Who here is already planning their haunt? ;P

I still have a few months before I need to start thinking about it.
Hahaa.


----------



## trishaanne (Aug 20, 2005)

Shoot....I was planning it as I was setting up last years!


----------



## Bone Dancer (Oct 7, 2005)

Right Trish, if it doesnt get done for this year it goes on the list for next year and so on, an so on , an so on.


----------



## slightlymad (May 25, 2006)

NO no no "everything" went up last year and as it came down all the changes were being planned. Already have a prop building wish list.


----------



## scareme (Aug 29, 2006)

What's on your wish list? I'd like to get hubby to build me a mausoleum. He built me a toe pincher, so I might be able to pull this one off too.


----------



## Troy (Oct 14, 2006)

slightlymad said:


> NO no no "everything" went up last year and as it came down all the changes were being planned. Alreaedy have a prop building wish list.

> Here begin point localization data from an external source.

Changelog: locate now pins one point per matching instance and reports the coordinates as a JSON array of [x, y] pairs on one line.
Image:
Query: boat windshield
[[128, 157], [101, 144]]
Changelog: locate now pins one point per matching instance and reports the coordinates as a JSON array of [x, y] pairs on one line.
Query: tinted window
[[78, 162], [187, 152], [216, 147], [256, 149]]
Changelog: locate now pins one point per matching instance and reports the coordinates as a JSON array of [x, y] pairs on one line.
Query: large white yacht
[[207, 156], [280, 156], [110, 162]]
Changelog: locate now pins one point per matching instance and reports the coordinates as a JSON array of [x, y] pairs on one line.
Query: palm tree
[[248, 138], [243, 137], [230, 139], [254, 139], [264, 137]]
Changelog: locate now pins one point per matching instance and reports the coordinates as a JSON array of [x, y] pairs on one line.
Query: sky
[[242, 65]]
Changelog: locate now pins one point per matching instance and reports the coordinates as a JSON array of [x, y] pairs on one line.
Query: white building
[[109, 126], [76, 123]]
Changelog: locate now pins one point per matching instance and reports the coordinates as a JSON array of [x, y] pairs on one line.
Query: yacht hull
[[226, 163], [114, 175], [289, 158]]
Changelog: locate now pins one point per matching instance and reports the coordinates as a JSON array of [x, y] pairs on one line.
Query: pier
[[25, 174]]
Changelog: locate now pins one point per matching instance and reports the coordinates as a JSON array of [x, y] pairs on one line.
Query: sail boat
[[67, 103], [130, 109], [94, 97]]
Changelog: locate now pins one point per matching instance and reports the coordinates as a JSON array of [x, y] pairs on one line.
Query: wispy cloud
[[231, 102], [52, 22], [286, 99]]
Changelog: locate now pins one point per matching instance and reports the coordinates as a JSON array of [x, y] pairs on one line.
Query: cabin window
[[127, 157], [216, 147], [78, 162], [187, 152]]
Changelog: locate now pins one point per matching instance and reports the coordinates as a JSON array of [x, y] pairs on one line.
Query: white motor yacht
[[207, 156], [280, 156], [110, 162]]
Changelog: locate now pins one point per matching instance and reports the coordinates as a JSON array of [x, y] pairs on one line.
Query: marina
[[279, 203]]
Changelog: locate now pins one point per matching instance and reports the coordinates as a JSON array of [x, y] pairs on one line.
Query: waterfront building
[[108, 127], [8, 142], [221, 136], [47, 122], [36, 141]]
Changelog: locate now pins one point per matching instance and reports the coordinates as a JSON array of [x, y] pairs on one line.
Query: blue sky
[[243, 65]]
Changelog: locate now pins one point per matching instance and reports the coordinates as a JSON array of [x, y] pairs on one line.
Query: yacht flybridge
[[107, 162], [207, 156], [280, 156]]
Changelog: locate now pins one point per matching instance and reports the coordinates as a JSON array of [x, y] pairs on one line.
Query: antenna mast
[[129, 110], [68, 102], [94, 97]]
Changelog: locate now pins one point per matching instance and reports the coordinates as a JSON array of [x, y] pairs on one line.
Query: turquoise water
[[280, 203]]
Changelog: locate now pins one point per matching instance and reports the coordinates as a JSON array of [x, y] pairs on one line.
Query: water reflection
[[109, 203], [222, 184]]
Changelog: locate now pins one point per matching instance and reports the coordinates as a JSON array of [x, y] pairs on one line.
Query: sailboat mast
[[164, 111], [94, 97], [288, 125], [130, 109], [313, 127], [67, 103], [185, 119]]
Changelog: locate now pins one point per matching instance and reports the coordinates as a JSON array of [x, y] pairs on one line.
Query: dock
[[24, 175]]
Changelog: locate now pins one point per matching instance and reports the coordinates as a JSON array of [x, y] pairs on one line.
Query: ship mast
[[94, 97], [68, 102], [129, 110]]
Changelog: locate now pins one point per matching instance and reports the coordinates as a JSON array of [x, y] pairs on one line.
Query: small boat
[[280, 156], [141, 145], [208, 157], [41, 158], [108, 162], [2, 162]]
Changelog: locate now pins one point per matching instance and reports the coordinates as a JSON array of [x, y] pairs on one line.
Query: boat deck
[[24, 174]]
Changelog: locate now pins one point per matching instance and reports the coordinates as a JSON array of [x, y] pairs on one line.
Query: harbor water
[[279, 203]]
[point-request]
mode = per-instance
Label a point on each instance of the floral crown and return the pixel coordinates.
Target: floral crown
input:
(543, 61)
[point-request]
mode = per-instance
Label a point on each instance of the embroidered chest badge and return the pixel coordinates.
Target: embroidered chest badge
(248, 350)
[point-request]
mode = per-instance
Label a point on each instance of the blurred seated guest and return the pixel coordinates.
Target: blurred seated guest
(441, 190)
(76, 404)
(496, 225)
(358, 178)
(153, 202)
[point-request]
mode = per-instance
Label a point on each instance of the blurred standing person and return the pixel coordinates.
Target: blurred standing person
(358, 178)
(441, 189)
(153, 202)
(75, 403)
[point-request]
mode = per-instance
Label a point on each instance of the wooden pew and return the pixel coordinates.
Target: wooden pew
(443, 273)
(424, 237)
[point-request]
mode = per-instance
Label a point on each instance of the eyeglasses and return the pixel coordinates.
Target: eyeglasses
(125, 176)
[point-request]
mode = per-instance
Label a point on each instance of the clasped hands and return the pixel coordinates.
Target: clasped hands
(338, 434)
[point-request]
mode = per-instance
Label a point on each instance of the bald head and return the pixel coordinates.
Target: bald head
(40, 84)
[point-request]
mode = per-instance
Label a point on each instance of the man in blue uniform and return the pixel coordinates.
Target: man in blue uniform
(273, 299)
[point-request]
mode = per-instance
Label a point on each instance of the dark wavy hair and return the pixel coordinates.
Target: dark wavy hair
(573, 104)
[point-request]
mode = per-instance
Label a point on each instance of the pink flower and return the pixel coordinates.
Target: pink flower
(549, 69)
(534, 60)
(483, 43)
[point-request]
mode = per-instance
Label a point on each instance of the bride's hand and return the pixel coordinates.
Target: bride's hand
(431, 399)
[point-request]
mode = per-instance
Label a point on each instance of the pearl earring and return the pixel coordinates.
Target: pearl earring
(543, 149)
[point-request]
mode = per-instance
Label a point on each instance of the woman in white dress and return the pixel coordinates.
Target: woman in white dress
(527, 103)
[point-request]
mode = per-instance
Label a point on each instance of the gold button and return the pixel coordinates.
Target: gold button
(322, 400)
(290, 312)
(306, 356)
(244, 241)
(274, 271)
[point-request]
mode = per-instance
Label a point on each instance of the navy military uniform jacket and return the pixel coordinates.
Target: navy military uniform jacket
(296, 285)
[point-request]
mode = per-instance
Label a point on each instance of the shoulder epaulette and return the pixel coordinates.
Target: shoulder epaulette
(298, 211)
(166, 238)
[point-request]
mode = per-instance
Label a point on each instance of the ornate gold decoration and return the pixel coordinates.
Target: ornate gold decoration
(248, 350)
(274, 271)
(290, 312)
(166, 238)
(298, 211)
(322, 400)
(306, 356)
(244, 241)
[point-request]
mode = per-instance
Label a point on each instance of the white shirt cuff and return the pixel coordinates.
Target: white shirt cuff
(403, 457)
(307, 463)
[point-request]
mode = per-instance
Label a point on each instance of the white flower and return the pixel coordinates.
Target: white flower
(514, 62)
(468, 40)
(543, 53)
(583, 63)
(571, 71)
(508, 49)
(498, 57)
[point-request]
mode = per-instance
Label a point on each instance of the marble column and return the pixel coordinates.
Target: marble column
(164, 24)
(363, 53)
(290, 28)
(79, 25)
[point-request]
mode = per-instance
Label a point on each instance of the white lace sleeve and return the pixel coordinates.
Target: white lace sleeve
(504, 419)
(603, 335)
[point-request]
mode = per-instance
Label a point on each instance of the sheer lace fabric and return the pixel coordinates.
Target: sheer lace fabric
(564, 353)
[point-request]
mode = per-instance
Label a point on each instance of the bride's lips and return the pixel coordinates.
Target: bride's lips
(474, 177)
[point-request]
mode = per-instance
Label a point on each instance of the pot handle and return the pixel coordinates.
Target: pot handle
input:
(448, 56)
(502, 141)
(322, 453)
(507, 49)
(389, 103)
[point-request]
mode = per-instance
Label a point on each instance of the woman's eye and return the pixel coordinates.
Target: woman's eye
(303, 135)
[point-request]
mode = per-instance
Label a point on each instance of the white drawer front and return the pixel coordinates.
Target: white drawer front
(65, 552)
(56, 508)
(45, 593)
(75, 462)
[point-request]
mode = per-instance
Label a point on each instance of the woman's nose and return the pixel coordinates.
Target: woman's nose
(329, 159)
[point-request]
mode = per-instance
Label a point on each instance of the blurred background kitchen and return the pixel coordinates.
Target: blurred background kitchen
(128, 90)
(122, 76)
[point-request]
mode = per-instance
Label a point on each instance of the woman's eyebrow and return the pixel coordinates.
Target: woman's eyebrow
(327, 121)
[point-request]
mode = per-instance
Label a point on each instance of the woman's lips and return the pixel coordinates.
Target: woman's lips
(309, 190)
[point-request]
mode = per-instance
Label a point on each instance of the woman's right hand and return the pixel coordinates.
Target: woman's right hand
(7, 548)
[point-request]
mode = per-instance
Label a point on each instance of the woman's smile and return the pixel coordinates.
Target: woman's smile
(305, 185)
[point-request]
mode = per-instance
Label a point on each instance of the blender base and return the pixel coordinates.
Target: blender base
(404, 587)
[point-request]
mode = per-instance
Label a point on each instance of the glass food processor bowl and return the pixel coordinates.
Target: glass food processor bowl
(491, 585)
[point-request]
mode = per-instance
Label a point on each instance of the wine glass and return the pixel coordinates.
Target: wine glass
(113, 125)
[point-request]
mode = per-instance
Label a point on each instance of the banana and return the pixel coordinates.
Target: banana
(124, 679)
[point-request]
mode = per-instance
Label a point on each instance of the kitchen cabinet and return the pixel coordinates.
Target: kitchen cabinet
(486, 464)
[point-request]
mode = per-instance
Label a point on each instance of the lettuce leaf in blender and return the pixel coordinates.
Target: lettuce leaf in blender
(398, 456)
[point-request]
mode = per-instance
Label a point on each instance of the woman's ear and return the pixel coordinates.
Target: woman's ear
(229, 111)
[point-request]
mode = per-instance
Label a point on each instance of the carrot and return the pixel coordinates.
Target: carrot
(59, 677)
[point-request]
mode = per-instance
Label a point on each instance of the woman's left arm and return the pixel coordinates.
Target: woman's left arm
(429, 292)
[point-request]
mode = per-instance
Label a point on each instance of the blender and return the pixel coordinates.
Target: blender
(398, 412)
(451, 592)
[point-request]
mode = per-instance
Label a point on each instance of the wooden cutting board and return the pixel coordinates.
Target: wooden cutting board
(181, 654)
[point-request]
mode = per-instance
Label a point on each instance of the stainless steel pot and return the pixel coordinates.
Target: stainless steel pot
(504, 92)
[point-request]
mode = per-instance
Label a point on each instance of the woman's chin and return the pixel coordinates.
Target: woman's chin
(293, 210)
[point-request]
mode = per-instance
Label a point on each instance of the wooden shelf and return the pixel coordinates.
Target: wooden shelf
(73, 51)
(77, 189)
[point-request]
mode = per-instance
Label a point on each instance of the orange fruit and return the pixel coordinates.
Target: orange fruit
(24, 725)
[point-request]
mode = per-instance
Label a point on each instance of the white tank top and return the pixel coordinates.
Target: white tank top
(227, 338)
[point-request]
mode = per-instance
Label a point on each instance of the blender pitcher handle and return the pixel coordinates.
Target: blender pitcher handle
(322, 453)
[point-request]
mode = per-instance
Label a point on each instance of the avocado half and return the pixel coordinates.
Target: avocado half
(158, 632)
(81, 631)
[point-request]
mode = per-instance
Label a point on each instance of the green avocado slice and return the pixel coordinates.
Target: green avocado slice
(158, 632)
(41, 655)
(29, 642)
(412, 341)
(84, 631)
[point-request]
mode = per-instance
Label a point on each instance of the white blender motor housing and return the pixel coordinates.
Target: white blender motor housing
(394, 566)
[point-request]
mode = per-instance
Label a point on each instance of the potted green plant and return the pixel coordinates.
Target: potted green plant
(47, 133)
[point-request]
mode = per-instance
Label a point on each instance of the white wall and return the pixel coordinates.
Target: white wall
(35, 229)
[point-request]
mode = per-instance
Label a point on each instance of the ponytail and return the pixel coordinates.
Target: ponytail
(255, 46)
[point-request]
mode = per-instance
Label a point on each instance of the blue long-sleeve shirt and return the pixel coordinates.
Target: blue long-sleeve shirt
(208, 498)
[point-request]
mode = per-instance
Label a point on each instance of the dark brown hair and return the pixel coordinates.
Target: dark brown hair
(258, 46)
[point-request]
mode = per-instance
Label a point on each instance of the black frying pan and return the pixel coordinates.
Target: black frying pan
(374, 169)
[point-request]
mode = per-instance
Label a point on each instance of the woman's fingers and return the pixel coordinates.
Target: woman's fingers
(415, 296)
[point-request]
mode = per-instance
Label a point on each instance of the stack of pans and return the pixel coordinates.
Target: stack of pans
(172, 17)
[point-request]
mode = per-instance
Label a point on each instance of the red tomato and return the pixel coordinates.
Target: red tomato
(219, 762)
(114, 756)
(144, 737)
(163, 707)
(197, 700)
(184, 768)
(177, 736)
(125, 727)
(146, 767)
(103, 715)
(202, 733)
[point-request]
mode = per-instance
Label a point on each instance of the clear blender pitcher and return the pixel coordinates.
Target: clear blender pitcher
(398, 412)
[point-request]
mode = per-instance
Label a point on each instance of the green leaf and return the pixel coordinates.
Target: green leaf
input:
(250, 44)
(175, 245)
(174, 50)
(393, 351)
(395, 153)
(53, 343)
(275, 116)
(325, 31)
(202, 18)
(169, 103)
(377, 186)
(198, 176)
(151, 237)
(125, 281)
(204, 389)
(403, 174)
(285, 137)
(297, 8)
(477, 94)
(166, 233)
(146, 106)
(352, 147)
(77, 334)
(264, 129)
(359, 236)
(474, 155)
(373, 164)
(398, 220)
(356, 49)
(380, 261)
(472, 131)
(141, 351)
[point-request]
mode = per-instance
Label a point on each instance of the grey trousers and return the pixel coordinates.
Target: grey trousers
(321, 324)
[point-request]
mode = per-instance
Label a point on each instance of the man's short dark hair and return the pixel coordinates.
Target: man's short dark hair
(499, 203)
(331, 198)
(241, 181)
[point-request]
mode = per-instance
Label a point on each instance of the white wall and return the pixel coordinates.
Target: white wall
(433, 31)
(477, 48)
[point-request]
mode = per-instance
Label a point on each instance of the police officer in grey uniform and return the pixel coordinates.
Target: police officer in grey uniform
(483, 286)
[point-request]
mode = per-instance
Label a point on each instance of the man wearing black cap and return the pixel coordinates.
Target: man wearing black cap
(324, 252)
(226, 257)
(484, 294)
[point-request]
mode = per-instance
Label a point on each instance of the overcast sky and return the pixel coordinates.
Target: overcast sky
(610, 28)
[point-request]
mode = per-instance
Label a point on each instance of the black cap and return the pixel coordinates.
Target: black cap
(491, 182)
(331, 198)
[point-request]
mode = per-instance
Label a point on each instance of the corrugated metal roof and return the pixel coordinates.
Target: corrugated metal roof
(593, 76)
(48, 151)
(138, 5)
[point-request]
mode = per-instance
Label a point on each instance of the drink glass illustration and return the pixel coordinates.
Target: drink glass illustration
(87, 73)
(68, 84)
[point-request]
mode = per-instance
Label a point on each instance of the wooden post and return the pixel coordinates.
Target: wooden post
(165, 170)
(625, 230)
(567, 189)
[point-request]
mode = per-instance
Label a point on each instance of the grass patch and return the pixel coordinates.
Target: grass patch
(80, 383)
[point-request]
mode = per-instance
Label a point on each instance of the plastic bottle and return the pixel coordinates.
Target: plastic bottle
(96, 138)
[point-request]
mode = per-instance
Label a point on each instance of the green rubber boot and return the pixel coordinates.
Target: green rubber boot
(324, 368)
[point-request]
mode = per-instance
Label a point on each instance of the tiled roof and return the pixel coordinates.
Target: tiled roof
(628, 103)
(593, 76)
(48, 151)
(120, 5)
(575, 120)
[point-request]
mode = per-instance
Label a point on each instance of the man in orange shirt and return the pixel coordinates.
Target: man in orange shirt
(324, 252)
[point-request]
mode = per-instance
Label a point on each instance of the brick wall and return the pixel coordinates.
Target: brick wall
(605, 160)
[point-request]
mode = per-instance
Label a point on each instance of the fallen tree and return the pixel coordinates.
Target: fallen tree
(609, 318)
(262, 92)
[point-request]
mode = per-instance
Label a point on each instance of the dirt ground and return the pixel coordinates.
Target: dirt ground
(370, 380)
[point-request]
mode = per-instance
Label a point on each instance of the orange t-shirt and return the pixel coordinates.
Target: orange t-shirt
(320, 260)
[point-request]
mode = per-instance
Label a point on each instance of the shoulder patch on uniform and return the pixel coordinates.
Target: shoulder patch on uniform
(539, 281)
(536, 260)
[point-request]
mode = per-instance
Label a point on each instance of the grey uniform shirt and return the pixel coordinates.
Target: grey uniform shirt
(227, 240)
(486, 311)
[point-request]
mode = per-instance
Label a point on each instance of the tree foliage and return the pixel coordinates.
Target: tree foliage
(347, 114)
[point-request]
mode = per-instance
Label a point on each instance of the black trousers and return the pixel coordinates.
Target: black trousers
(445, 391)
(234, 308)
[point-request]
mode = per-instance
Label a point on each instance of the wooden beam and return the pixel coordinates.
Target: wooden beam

I'm already building  ...First witch head is done complete with dougie guts.


----------



## Ghostess (Aug 21, 2005)

I started planning on Nov 1 while all the crap that went WRONG for 2006 was still fresh in my noggin.


----------



## Eric Striffler (May 6, 2006)

I usually start planning and thinking about what our exhibit will be in the summer.
I'm already thinking now but not writing anything down or drawing up plans yet.
Just coming up with creative little ideas. ;D


----------



## Lilly (Jun 13, 2006)

Already planned and drawn up for this yr..also for next yr..all i need to do is make or get what i need for 08 woohoo


----------



## Empress Nightshade (Jul 25, 2004)

I've been planning since November. I started collecting items for the haunt last month. We've gotten examination tables, scales, hundreds of syringes, a wheelchair and walker, tongue depressors, working computer, desks, chairs, pictures and soooo much more donated for this year's haunt. Why? Well, I put this up on another thread, but I'll show it here, too. It describes what my haunt is this year:


----------



## Sickie Ickie (Jun 20, 2006)

I'm already gathering the things I need to build my halloween props and scenary. Dot room this year, brewing witch, spider, FCG, growling dog/warewolf, etc.


----------



## Merlin (The Quiet One) (Feb 23, 2006)

I started planning for 2007 as I finished the 2006 haunt. Nothing started yet just planning.


----------



## NATUREPIXIE (Jan 15, 2007)

I'm planning...making a list of things I need to get...and searchng for those items... It's never to early to start planning...


----------